Allégations d'une manœuvre iranienne en mer Rouge
Il est avancé que Téhéran aurait demandé aux Houthis de se tenir prêts à cibler le transport pétrolier en mer Rouge en cas d'une éventuelle attaque américaine contre ses infrastructures énergétiques.
L'Iran aurait demandé à ses alliés houthis au Yémen de se tenir prêts à bloquer la route du transport pétrolier en mer Rouge en réponse à une éventuelle attaque américaine contre ses infrastructures énergétiques.
Deux sources iraniennes de haut rang et une source régionale proche du dossier, s'exprimant auprès de Reuters, ont indiqué que ce plan avait été discuté au niveau de la direction iranienne et que la demande avait été transmise aux Houthis. Il n'a pas été précisé si cette allégation a été soulevée avant ou après la menace proférée mardi par le président américain Donald Trump, selon laquelle il pourrait cibler les infrastructures énergétiques iraniennes.
Aucune déclaration officielle n'a encore été faite à ce sujet par le ministère iranien des Affaires étrangères ou par le mouvement houthi.
ALLÉGATIONS DE PRÉPARATIFS AUTOUR DE BAB EL-MANDEB
Une source proche des Houthis a affirmé que le groupe avait déployé des missiles et des drones capables d'attaquer des navires autour du détroit de Bab el-Mandeb, l'un des points d'entrée de la mer Rouge. La source a soutenu que des préparatifs étaient en cours dans la région de Hodeïda au Yémen et sur les hauteurs surplombant le golfe d'Aden, et que le groupe attendait des ordres pour passer à l'action.
Selon la même source, la décision finale concernant le moment de la fermeture du détroit de Bab el-Mandeb sera sous le contrôle des représentants du Corps des Gardiens de la révolution islamique présents au Yémen.
L'un des développements ayant accru la tension dans la région est le tir de missiles par les Houthis sur l'Arabie saoudite lundi. Les Houthis ont accusé l'Arabie saoudite d'avoir bombardé un aéroport sous leur contrôle. Cette attaque a également rompu de facto la trêve de quatre ans entre les parties.

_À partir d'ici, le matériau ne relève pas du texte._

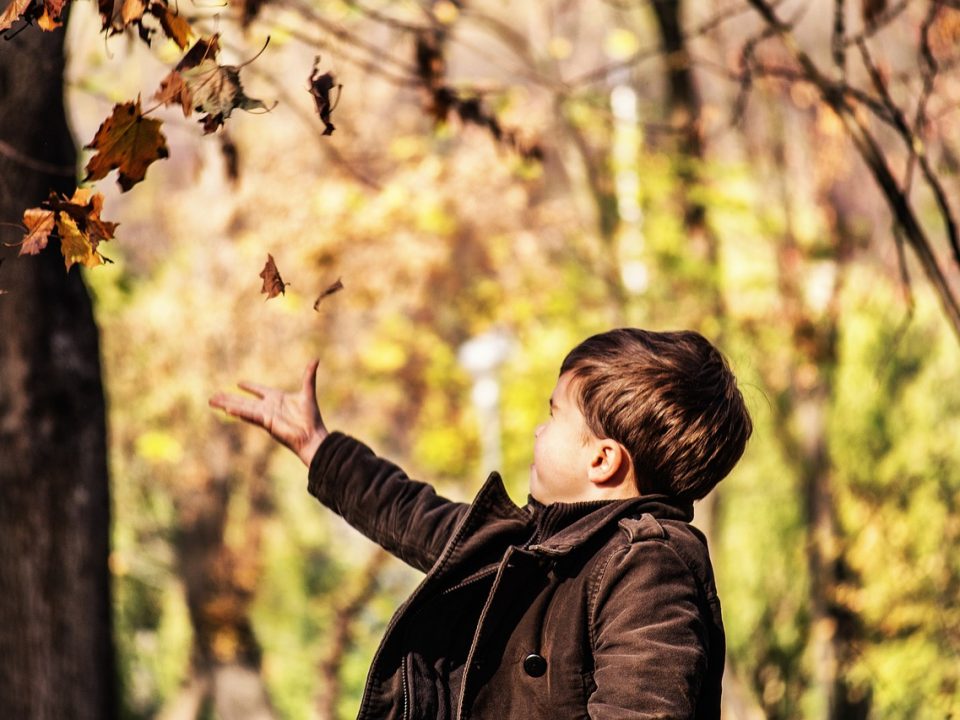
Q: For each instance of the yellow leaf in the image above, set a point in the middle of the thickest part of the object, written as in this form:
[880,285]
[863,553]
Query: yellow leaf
[75,245]
[126,141]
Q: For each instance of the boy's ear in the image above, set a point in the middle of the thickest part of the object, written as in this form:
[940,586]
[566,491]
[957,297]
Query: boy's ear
[609,462]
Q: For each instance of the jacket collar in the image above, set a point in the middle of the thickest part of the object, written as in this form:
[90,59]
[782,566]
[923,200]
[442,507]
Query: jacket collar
[493,501]
[580,531]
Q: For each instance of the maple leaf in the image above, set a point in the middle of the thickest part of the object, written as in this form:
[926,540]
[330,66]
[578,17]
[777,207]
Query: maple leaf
[335,287]
[84,207]
[14,11]
[216,90]
[173,90]
[52,10]
[131,11]
[273,284]
[320,87]
[76,245]
[39,223]
[200,83]
[173,24]
[126,141]
[205,47]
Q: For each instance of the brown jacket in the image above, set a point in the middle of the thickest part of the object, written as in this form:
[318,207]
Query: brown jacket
[614,615]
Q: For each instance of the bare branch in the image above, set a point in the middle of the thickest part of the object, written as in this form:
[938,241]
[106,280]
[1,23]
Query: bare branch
[915,148]
[837,44]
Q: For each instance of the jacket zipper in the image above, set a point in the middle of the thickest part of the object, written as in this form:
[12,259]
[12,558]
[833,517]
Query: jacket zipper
[406,689]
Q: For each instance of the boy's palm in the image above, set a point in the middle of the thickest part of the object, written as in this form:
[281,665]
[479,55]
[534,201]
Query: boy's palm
[291,418]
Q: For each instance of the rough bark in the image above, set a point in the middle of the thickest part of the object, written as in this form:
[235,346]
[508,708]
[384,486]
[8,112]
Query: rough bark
[56,653]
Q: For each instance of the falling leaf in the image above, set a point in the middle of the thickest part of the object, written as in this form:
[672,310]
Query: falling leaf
[216,90]
[320,87]
[200,83]
[335,287]
[50,19]
[132,11]
[173,90]
[872,10]
[39,224]
[14,12]
[173,24]
[76,245]
[204,48]
[273,284]
[126,141]
[78,224]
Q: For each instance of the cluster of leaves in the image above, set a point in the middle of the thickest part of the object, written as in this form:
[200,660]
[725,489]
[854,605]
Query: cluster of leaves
[127,140]
[77,223]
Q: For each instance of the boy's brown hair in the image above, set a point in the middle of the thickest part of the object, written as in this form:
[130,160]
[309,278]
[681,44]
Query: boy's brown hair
[670,399]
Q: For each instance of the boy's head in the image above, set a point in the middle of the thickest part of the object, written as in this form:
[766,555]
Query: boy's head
[668,398]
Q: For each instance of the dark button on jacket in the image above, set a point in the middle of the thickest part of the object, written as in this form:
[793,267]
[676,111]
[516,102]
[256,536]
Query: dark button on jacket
[620,606]
[534,665]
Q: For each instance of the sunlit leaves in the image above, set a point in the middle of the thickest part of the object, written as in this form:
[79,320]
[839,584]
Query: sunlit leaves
[39,223]
[126,141]
[76,221]
[46,13]
[13,12]
[117,15]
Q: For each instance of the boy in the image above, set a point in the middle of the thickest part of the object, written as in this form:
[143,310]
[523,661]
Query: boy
[597,598]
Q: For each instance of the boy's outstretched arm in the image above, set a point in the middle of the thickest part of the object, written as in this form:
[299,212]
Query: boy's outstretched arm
[375,496]
[650,644]
[293,419]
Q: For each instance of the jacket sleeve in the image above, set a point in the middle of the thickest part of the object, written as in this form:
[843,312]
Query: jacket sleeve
[649,639]
[405,517]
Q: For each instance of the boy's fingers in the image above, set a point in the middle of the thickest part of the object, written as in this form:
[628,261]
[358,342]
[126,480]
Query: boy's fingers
[254,388]
[310,378]
[237,406]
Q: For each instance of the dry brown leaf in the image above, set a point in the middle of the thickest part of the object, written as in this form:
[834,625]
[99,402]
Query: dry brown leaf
[39,224]
[173,24]
[13,12]
[126,141]
[335,287]
[321,87]
[76,245]
[273,284]
[173,90]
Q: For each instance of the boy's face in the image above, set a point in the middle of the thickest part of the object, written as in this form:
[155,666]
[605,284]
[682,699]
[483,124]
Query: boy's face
[562,451]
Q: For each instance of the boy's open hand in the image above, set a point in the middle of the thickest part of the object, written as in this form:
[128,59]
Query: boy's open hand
[291,418]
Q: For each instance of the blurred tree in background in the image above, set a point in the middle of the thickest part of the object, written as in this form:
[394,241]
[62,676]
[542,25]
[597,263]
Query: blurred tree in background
[776,176]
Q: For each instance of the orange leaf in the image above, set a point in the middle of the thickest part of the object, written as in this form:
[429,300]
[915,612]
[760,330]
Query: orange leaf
[203,49]
[273,284]
[76,245]
[14,12]
[126,141]
[174,25]
[174,90]
[131,11]
[39,223]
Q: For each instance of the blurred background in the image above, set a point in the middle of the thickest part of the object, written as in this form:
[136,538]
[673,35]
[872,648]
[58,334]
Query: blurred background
[505,179]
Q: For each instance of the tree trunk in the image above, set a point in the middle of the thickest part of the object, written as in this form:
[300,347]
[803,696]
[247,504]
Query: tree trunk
[56,650]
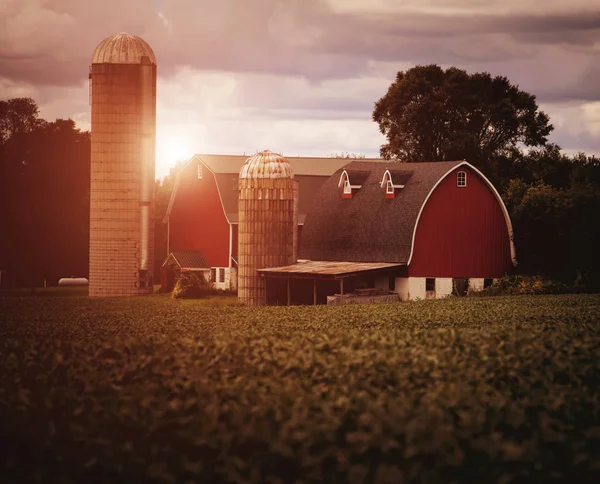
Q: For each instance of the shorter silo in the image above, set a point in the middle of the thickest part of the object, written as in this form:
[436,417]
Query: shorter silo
[268,222]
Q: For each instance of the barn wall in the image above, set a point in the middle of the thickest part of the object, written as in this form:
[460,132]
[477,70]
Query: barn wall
[476,284]
[197,220]
[462,232]
[416,288]
[402,288]
[443,287]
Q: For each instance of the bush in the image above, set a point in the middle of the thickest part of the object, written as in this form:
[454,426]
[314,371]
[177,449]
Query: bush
[518,285]
[192,286]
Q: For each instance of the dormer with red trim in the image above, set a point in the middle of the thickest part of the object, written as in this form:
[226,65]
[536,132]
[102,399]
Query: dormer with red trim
[351,181]
[393,181]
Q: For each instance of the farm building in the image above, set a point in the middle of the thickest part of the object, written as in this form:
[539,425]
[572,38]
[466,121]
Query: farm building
[420,230]
[202,215]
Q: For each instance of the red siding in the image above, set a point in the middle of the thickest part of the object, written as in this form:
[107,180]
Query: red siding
[197,220]
[462,232]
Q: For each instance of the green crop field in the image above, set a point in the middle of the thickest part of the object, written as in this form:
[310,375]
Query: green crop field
[503,389]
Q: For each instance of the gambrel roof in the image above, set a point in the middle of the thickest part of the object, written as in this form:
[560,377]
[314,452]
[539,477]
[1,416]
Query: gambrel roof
[370,227]
[310,172]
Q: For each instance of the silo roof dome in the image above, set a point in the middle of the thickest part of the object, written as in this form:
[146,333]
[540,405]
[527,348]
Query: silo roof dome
[266,164]
[122,48]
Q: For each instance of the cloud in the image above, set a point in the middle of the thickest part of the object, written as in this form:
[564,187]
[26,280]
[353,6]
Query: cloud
[302,75]
[51,41]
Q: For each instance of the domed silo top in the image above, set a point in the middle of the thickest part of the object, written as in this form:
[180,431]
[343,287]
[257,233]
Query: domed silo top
[123,48]
[266,164]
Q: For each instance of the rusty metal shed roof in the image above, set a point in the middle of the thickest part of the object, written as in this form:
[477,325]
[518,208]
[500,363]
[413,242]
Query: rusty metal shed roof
[301,165]
[123,48]
[327,269]
[188,259]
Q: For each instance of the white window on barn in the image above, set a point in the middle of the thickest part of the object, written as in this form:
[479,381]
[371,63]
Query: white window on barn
[347,187]
[429,287]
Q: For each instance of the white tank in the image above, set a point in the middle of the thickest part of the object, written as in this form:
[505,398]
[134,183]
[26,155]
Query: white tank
[123,99]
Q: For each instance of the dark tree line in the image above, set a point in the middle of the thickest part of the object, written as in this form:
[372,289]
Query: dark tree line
[431,114]
[44,196]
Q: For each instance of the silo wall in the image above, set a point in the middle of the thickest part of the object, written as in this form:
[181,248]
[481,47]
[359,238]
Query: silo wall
[267,232]
[122,178]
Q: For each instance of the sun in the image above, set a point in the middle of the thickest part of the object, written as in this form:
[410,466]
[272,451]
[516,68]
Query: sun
[170,150]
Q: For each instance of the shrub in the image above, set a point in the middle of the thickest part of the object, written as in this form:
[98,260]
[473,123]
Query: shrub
[518,285]
[192,286]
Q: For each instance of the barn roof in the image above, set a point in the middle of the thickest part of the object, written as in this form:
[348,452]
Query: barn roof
[369,227]
[301,165]
[309,172]
[188,259]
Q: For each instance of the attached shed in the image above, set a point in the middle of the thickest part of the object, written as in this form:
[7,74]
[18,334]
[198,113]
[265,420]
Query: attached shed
[443,221]
[313,282]
[202,214]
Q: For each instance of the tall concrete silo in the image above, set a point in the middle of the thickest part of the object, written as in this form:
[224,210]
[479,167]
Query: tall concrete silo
[268,222]
[123,98]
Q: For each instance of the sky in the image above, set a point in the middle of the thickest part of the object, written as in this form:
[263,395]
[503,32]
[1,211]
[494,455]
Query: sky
[301,77]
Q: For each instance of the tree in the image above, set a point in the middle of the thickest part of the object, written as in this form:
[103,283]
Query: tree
[431,114]
[44,195]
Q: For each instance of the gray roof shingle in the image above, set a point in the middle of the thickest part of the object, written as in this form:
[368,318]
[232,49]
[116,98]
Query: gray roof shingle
[369,227]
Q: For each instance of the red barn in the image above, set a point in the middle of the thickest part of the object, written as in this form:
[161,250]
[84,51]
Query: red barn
[202,215]
[419,229]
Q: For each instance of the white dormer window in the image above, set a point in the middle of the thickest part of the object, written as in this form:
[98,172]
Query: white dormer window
[389,187]
[347,187]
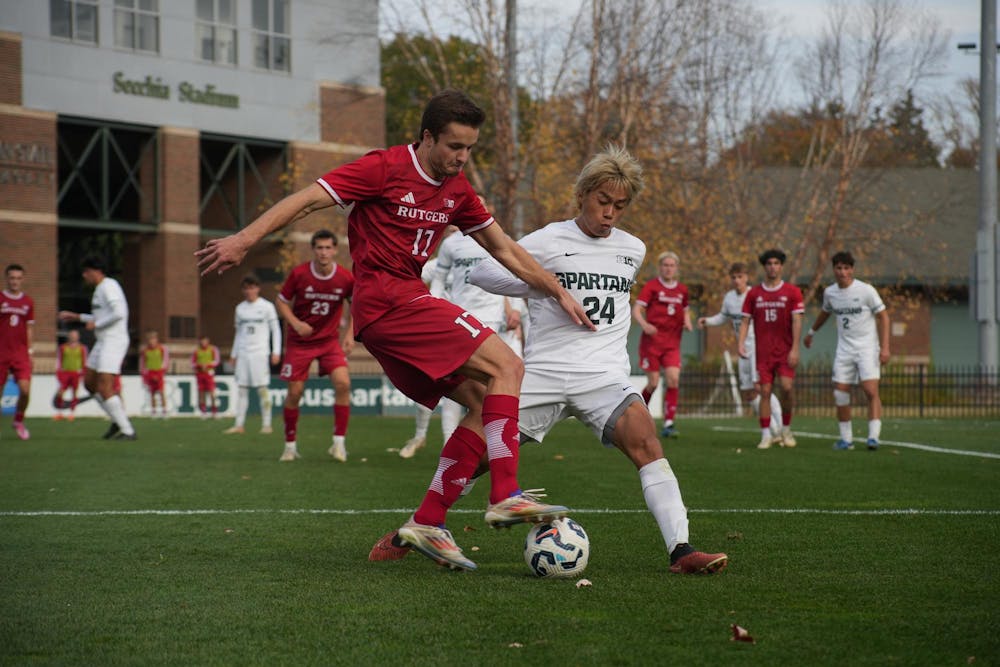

Dans le processus entamé avec l'attaque d'Israël et des États-Unis contre l'Iran le 28 février, Téhéran avait fermé le détroit d'Ormuz, par lequel transite environ un cinquième de l'approvisionnement énergétique mondial. La tension est remontée d'un cran avec l'effondrement de la fragile trêve conclue en juin entre Washington et Téhéran.
À une époque où le détroit d'Ormuz est fermé, d'éventuelles attaques houthies contre des ports ou des navires en mer Rouge soulèvent le risque d'une interruption simultanée des deux principales routes d'exportation pétrolière du Moyen-Orient.
Torbjorn Solvedt, analyste en chef pour le Moyen-Orient au sein de la société de renseignement sur les risques Verisk Maplecroft, a souligné que si les infrastructures d'exportation en mer Rouge étaient endommagées, la seule autre grande alternative de route pétrolière dans la région serait également menacée.